印刷物を作る過程で、ムダになってしまった用紙を「ヤレ」もしくは「ヤレ紙」とよぶ。
ヤレは、印刷の際に見当合わせや色調整で使用した用紙を指すことが多い。ヤレは印刷はされていても製品にはならない(見当が入っていなかったり、色がうまく出ていないため)。このヤレ紙は、必ず発生するものなので、印刷会社では実際の印刷に必要な用紙よりも多く紙を仕入れる。これを予備紙という。
印刷工程に入る前に発生するヤレもある。例えば、用紙販売会社から紙が入荷した段階で、まれにワンプ(用紙を包んでいる包みのこと)ごと折れ曲がっていたり、用紙の水分量がバランスを欠いて「おちょこ(おちょこのように四辺がそっくりかえっている)」になっているものがある。こういった用紙は印刷機を通らないので、ワンプを開封する前に返品をする。ちなみに、ワンプを開封したあとは、よほどのことがない限り返品することができない。ただし、開封しないと判明しなかったような用紙は返品が可能。

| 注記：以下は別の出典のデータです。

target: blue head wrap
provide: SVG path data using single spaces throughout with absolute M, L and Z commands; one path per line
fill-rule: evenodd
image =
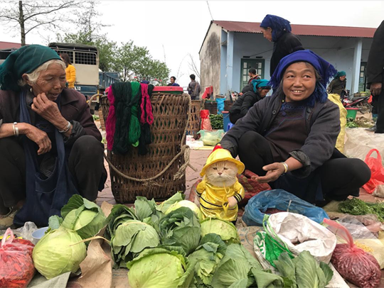
M 271 87 L 268 84 L 268 80 L 265 79 L 253 79 L 251 84 L 253 87 L 255 93 L 257 91 L 257 88 L 271 89 Z
M 267 28 L 270 27 L 272 30 L 272 41 L 276 42 L 279 38 L 286 32 L 291 32 L 290 22 L 284 18 L 274 15 L 267 14 L 260 24 L 260 27 Z
M 312 94 L 314 98 L 311 96 L 311 99 L 309 101 L 309 105 L 313 106 L 315 101 L 324 103 L 328 98 L 325 87 L 329 78 L 336 73 L 336 70 L 331 64 L 311 50 L 296 51 L 282 58 L 276 67 L 269 84 L 274 89 L 277 89 L 287 67 L 297 62 L 306 62 L 311 64 L 321 77 L 321 79 L 316 84 L 315 91 Z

ヤレは廃棄するのが基本だが、印刷会社によっては「ヤレ通し」という作業のために保管をする場合がある。通常、印刷工程での見当、色調整は予備紙を使って行うが、予備紙が少ない場合、裏白のヤレ紙を使って見当、色の調整を行う。ただし、ヤレは印刷機を一度通っているのでスプレーパウダーがついており、ヤレ通しはヒッキーの原因になる。
また裏白紙ではなく両面に印刷されたヤレで調整を行うと、ヒッキーの原因になるのはもちろん、白紙部分と印刷面でのインキ転移不良がおこり、インキつぼの調整がうまくいかない。ヤレ通しは「ヤレ混入(製品にヤレ紙が混じってしまうこと)」の原因にもなるので、できるかぎり行わない方がよい。
製本など、印刷の後工程でもヤレは発生する。折りの工程では折り位置の調整を行う際にヤレが発生するし、本文を表紙でくるんで綴じる際にも調整のためにヤレが発生する。そのような理由で、印刷時には実際の部数よりも多く印刷を行い、製本予備として製本部門に送る必要がある。